The meetings, to discuss healthy eating initiatives, were revealed by the Press Association which said they had been taking place for several years.
Mr Oliver built a reputation as a healthy eating campaigner in his fight against dodgy school dinners, and he has advocated a raft of measures for combatting child obesity – including a tax on sugary drinks.
In 2011 the chef said McDonald’s burgers were “not fit for human consumption” and called for an end to its use of a processed beef additive, which he dubbed “pink slime”, in its US products.
As recently as 2016 he voiced opposition to the company’s sponsorship of the Olympics and campaigned to only allow sponsors which met nutritional and ethical standards. He is also calling for a pre-watershed ban on TV junk food adverts.
But more recently his criticism has mellowed and he has been quoted as saying he would allow his children to eat at the chain.
Mr Pomroy also took part in a charity cook-off organised by Mr Oliver’s food foundation.

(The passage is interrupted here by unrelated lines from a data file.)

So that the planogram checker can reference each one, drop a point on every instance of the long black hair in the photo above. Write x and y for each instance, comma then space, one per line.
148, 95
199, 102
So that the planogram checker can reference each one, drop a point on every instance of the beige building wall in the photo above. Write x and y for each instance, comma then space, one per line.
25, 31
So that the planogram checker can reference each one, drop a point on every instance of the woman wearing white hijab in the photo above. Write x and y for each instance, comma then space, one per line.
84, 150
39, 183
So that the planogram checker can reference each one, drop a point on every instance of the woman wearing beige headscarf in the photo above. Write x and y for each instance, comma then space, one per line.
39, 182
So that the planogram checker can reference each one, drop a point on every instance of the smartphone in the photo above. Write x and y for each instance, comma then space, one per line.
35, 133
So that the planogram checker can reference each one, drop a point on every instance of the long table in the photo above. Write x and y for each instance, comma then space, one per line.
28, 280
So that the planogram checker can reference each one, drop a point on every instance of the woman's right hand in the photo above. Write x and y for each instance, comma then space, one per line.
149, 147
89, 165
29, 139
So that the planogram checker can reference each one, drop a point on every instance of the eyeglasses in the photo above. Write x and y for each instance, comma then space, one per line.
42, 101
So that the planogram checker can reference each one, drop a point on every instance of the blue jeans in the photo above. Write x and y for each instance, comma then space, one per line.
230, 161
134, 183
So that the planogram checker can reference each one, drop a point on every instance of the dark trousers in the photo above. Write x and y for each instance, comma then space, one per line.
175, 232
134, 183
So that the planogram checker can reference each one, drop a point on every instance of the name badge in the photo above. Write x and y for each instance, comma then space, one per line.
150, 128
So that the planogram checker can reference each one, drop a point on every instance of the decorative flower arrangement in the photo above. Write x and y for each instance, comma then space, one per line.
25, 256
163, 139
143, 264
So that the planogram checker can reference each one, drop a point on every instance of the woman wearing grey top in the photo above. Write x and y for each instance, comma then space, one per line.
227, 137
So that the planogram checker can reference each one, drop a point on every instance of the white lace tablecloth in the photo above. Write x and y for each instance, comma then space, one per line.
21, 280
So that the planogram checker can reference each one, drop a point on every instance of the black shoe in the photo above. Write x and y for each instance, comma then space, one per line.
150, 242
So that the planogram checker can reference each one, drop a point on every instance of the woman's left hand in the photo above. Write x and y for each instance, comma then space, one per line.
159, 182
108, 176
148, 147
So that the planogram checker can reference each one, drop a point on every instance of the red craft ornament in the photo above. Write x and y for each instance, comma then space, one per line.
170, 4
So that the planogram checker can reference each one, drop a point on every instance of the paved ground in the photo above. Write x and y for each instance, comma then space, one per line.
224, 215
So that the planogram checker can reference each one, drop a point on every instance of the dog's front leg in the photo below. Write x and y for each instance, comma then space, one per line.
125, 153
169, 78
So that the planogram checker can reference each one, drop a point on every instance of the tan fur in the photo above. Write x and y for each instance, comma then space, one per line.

Mr Oliver has also caused controversy working with other big companies; he currently has a partnership with Shell through which his company has created a healthier food-to-go range for the firm’s service stations.
He came under fire for collaborating with the oil giant, but insisted that it was the best way to get the food to the widest audience.
Speaking at the launch of the range, Mr Oliver said food companies must help drive change in diets.
“If we want Britain to be in a healthier, more productive place in 15 to 20 years, we absolutely need businesses to be on that journey.”
The Jamie Oliver Group was approached for comment.